New York Rock Ensemble

https://commons.wikimedia.org/wiki/File: Washington_Crossing_the_Delaware_ by_Emanuel_Leutze,_MMA-NYC,_1851.jpg

Der in die freie Welt ausgewanderte Maler Emanuel Leutze kehrt nach Deutschland zurück, um aktiv in den Freiheitskampf der 1848er Revolution einzugreifen. Er bringt eine Geschichte mit, die, tief in die Seele des Amerikaners eingebrannt, zum mythologischen Repertoire erfolgreichen Freiheitswillen gehört und auch die deutschen Revolutionäre inspirieren mag. George Washington überquert den vereisten Delaware, um in einer mutigen Schlacht erstmals das europäische Söldnerheer zu schlagen: ein nationales Erweckungsereignis. Dass der Künstler aus der Düsseldorfer Malerschule auf seinem berühmt gewordenen Gemälde Washington Crossing the Delaware eigentlich die Flusslandschaft am Niederrhein malt und es auch sonst mit der historischen Faktenlage nicht so genau nimmt, stört niemanden. Die Botschaft zählt. Der künstlerische Einsatz Leutzes hilft den 48ern wenig, wuchs als Geschenk an seine neue Heimat aber zur Ikone des us-amerikanischen Patriotismus‘ heran. Leutzes Bild erfreut sich bis heute großer Beliebtheit, jeder Amerikaner kennt es, zumindest als Aufdruck auf T-Shirts, Tassen, Schlüsselanhängern, Mousepads und Fußmatten. Ein solch präsentes Pathos schreit nach Parodie und Satire. Paul Davis erstellt eine Version, die der Chef-Designer von Columbia, John Berg, für ein Cover der Band NEW YORK ROCK ENSEMBLE nutzt. John Berg verfolgt ein Prinzip bei den über 5000 Schallplattenhüllen, die er für sein Label gestaltet. „I tell stories.“ Das macht er so erfolgreich, z.B. für BRUCE SPRINGSTEEN, CHICAGO, SIMON & GARFUNKEL, dass zahlreiche Cover den Rang von Kunstwerken erreichen und ihm vier Grammys einbringen.

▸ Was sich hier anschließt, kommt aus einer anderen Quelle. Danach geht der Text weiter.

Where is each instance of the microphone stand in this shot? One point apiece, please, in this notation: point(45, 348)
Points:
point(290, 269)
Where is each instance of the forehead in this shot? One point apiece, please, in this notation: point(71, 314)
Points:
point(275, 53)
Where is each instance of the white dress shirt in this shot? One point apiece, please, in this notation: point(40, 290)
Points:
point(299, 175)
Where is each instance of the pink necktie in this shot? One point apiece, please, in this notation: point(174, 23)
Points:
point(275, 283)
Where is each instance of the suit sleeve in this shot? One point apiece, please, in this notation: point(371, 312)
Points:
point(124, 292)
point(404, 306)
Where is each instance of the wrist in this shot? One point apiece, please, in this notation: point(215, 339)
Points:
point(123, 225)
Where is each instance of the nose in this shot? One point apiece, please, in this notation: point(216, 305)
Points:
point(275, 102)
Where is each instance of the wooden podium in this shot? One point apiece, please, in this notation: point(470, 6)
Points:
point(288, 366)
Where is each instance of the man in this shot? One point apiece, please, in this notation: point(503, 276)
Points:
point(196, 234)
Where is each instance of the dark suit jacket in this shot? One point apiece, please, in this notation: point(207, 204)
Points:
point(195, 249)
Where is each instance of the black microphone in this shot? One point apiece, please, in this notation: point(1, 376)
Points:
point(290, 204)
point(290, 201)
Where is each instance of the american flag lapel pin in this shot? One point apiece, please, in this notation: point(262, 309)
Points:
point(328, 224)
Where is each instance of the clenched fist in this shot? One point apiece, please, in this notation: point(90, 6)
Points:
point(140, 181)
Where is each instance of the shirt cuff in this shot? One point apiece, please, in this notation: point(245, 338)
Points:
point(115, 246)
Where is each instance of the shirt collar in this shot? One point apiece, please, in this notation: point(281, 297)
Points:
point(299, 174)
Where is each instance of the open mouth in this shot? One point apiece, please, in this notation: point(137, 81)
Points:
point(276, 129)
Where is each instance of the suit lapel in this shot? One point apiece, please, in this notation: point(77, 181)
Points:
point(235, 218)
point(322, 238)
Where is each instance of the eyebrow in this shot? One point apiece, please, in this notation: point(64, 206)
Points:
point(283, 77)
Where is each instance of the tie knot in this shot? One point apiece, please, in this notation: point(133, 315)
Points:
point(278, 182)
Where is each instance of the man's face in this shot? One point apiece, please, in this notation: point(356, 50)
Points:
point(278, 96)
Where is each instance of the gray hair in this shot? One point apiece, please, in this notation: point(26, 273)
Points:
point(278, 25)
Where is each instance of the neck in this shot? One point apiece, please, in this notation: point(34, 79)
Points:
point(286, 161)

Das Bild, mit dem John Berg das Cover ausstattet, ersetzt das Boot, das Washington zum anderen Ufer bringt, durch einen Hamburger. Der aufrechte Kampf für Freiheit und Selbstbestimmung ruht auf dem Rücken eines BigMac. Der Hamburger gilt gleichfalls als Ikone amerikanischen Lebensgefühls, dient als Metapher für ein anderes Amerika, für das Schnelle, Oberflächliche, Ungesunde, für das Dicke und Geschmacklose, für Kapitalismus und Kulturimperialismus, kurz: für eine „kastrierte Freiheit“ (NECRONOMICON, Die Stadt). Zwischen der Fastfood-Teigmasse steckt eine böse Geschichte, die das Cover erzählt. Die Freiheit, für die Washington kämpft, entpuppt sich als Freiheit des Marktes. Ein Biss in die pappige Masse der verbotenen Frucht besiegelt den Sündenfall und hinterlässt einen bitteren Geschmack. Auch für die paradiesische Vision einer anderen deutschen Rockmusik gilt: Wenn der Traum von Freiheit zum Albtraum mutiert, heißt der Titel der entstellten Bilder: Freedomburger.

Bryan Ferrys Familie wohnte in dieser Straße (Model Dwellings) in Washington

Neben Washingtons Kampf für die Befreiung von Zwang und Fremdbestimmung gibt es auch den Kampf für die Befreiung von Washingtons Zwang und Fremdbestimmung. George Washingtons Herkunft liegt in Nord-England, in einem kleinen Ort südlich von Newcastle. Es ist zugleich der Geburtsort von Bryan Ferry. Die Trostlosigkeit ärmlicher Bergarbeitersiedlungen, in denen Ferry aufwächst, erklärt den unbedingten Willen, sich zu befreien und ein großer Rockstar zu werden. Ferry Crossing the Culture.